今年は4月7日の予定だったが、一週間のうち、その日だけが朝からの強風と雨。またまた世界一の雨男ぶりを発揮してしまったが、次の4月8日に会社の後輩と、先輩ご夫婦の4名で決行!前日の嵐で桜は散ったのか?と心配していたが、まだ7分くらい残っていて、天気も良く、存分に花見が楽しめた。
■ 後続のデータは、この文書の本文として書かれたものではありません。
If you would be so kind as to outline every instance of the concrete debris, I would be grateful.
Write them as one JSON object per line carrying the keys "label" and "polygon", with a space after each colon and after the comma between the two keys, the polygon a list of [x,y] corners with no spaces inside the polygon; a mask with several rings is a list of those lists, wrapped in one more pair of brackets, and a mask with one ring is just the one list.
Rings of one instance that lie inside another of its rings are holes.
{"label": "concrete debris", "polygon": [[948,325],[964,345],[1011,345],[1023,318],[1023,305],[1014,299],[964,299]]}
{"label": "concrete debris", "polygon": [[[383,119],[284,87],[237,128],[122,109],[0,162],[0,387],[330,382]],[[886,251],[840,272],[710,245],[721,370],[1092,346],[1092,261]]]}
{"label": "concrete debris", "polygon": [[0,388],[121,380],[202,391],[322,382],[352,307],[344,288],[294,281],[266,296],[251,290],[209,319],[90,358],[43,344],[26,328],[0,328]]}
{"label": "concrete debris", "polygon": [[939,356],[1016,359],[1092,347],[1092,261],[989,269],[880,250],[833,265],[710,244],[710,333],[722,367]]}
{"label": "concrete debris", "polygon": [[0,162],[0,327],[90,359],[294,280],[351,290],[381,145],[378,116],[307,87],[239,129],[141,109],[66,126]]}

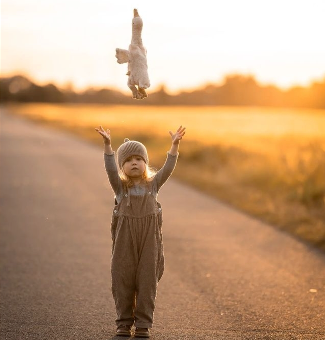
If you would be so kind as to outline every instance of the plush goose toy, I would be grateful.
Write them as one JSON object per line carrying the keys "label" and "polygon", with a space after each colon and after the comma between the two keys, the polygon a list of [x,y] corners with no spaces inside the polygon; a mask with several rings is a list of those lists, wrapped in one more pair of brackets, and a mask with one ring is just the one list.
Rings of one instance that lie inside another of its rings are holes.
{"label": "plush goose toy", "polygon": [[119,64],[127,63],[127,86],[132,91],[133,97],[136,99],[143,99],[148,97],[145,89],[150,86],[148,75],[147,51],[142,45],[141,37],[143,26],[142,19],[138,10],[135,8],[132,19],[132,36],[129,49],[117,48],[115,55]]}

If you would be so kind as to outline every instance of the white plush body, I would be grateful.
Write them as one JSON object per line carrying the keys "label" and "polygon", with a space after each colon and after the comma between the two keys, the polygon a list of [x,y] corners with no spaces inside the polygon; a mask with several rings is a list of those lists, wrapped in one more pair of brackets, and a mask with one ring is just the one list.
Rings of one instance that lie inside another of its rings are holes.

先輩ご夫婦は2時間ぐらいいて帰ったが、後輩とは酒盛りが続く。「桜ノ宮と言えば、ラブホテル街で有名でしたが、最近はあまり聞きませんね」と、酔いも手伝って後輩がネタを振ってきた。「そうやな、俺はこのあたりに住んで15年以上になるけど、いつも初詣は桜ノ宮神社に行っていたんや。大晦日の新年のカウントダウンが終わってから彼女と来ていたんやが、神社の周囲は煌々とラブホテルのネオンが輝いていて、異様な雰囲気があったわ」
「ラブホテル街に囲まれた神社ですか?」と、後輩はニタリ笑う。「それが、面白いことに、1時を過ぎると次々にネオンが消えて行くんや…」と、言うと、「え、どういうことですか?」と、後輩は身を乗り出して来た、「つまり、満室になったという印や。初詣を終えたカップルが、新年早々、愛を確かめると言うことや」、「へえ~」、「2時過ぎにはほとんどのホテルの灯が消えて、ゴーストタウンのようになるんや。そのあと、出遅れたカップルの車が右往左往して、ホテル街を2周ぐらいして帰って行くのもよう見かけたな…」
「でも、今見ると、だいぶ減っているんじゃないですか?」と後輩。「そうやな。全盛期に比べると、半分くらいになったんとちがうか?ほとんどがマンションに変わっているわ。リバーサイドでロケーションはいいし、駅からも近いからすぐに売れるらしいで」、そこで後輩は立ち上がり、建物の方を背伸びして見た。「ええっと、どの辺でしたかね。吉田御殿という有名なラブホがあったでしょう?昔、テレビのCМでも見たことがあるし、古い先輩方がよく~好きな女と吉田御殿に行きたい~と口にしていたあのホテルですよ」
「まだあるで。俺の前のマンションから30秒のところにあったわ。でも今の時代、吉田御殿では客が来なかったらしい」、「え?では倒産したんですか?」、「いや、経営者はそのままで、名前を変えたんや。なんという名前になったと思う?」、そう言うと、後輩は首を傾げ、色々な名前を口にしたが、かすりもしなかった。「ほら、あのマンションの裏にある建物。屋根の上の字が見えるやろ。あれが元の吉田御殿や」
そう言うと、後輩は口に出してそのホテル名を読んだ。「か・ば・の・お・い・しゃ・さ・ん…え~カバのお医者さん!前とは全然違うじゃないか!」、俺はそれを聞いて、今更ながら大きく吹き出した。その名前にしてから客が増えたとて言うから、これも時代の流れである。